[plt-scheme] Are continuations discussed in HtDP?
On Mar 29, 2004, at 3:33 AM, Jerzy Karczmarczuk wrote:
> The problem is that I adore continuations!!
So did I. I never thought of the word "adore" but it comes close. I
taught prompt, F, handler, Fcontrol, you name it for a couple of years
in the PL course (EoPL according to my taste). My dissertation was
about this stuff. My first student's dissertation was about this stuff.
> May call/cc be with you.
Yes! How can you live without knowing it? That's what I thought. And
students who graduated from my courses knew what call/cc was about, if
nothing else. Well macros perhaps.
> 2. A general question for ALL of you. This year I have been finally
> forced not
> just to teach what I liked, just *using* Scheme, but to teach
> Scheme...
>
> Do you think that for CompSci freshmen - the continuations are to
> be taught,
> or it turned out *practically* that this is an overkill? (If you
> have *any
> experimental* doubts, I know what to do, since for serious reasons
> I must be
> minimalist, first-year students in France are very fragile and
> randomly-
> oriented, since they had never any admittance exam to pass)

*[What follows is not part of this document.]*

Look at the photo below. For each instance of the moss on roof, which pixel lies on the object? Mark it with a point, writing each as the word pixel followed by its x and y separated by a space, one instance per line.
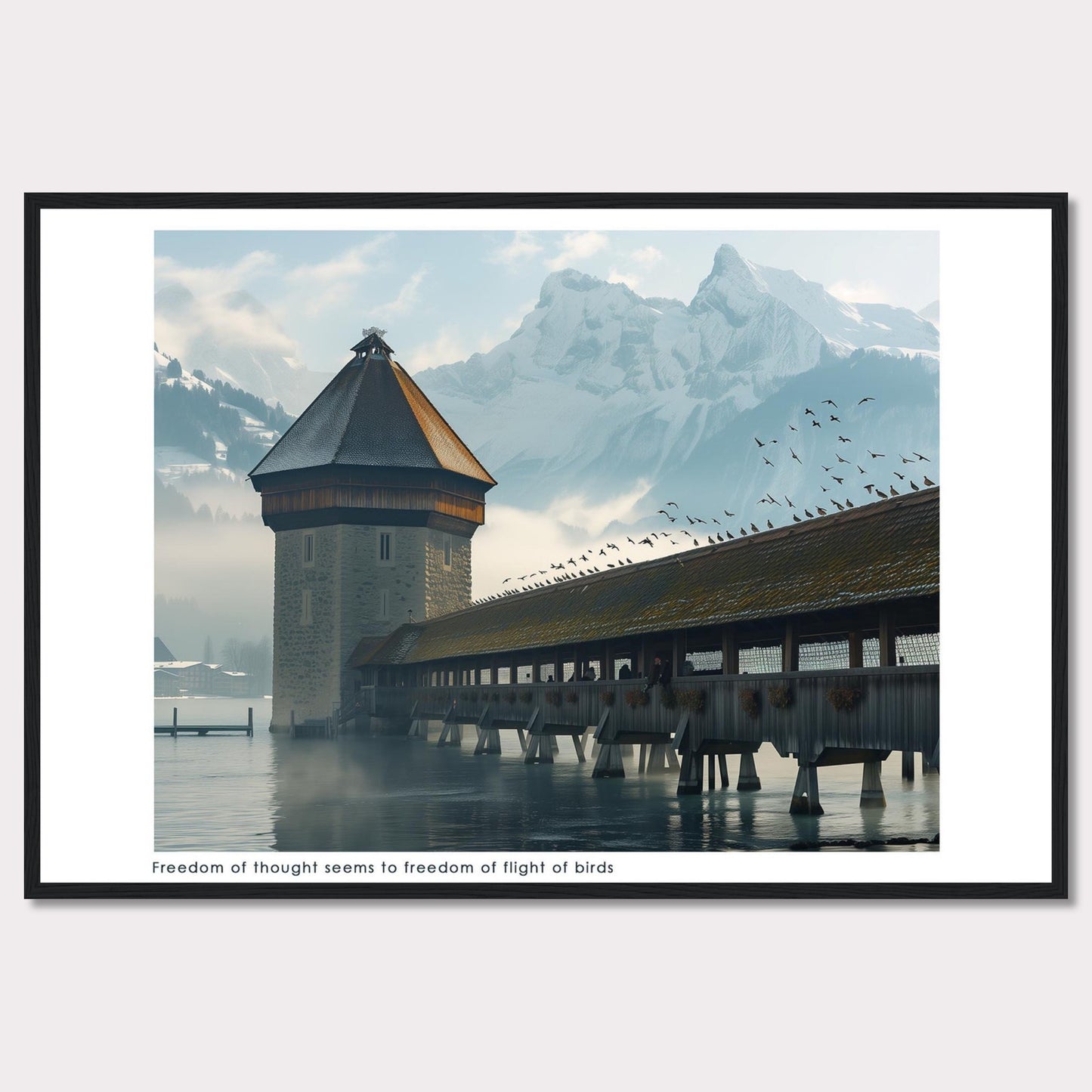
pixel 875 552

And yet, I recommend that you ditch them on the spot. Don't even
mention call not to speak of cc. Please! For the sake of Scheme.
Why? The first year I taught freshmen, I ran through the whole thing. I
spent the last two weeks writing an OS kernel using continuations for
thread substitutes (didn't have threads back then) and queues and
mailboxes and friends. Then I stood back and watched my students, my
brilliant call/cc-programming students, fail in this stupid C++ course.

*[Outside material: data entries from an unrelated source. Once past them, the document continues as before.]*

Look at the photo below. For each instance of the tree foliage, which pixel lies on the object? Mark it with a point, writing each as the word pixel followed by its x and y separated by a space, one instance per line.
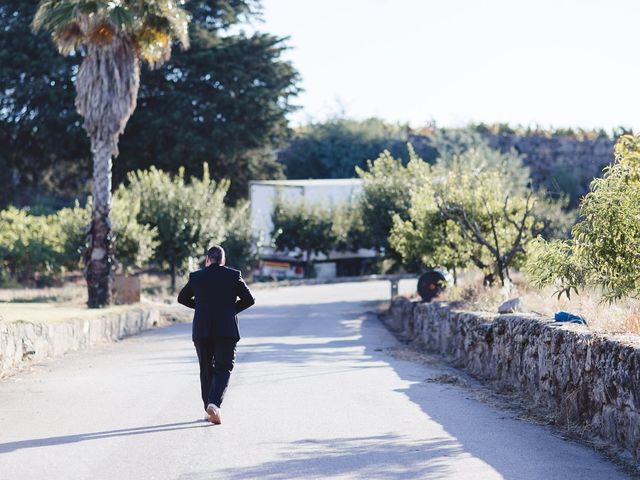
pixel 604 248
pixel 224 101
pixel 45 156
pixel 189 216
pixel 241 245
pixel 387 187
pixel 303 227
pixel 333 149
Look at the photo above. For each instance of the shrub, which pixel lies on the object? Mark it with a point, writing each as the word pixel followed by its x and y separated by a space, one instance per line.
pixel 29 246
pixel 604 249
pixel 387 187
pixel 304 227
pixel 466 213
pixel 240 244
pixel 134 243
pixel 188 216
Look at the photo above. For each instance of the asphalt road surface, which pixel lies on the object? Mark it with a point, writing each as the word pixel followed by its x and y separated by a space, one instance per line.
pixel 316 393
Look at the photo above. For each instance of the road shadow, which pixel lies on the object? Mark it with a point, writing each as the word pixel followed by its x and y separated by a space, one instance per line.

How could that be? They had mastered the force and yet they didn't know
how to shuffle a few bits around?
It was then that it hit me the first time that we (Schemers)
misunderstood the role of the first course. We can accomplish two
things in such a course. (1) Teach them how to program well. I don't
know of another language that can do this so well. (2) Teach them how
to use Scheme for everyday tasks so that they have a powerful tool at
their disposal.
Over the years I started seeing (1) as the more important direction,
and HtDP is what came from that. In all honesty, I sometimes think that
I went way too far in the direction of (1) and that for the sake of
Scheme I should have done some more (2). Still, neither (1) nor (2)
admits call/cc and friends. As much as call/cc and macros may have
worked for us, the few select Jedis of the force, achieving (1) or (2)
or (1) and (2) is what we should aim for first.
That's my 2 dollars, inflation adjusted cents.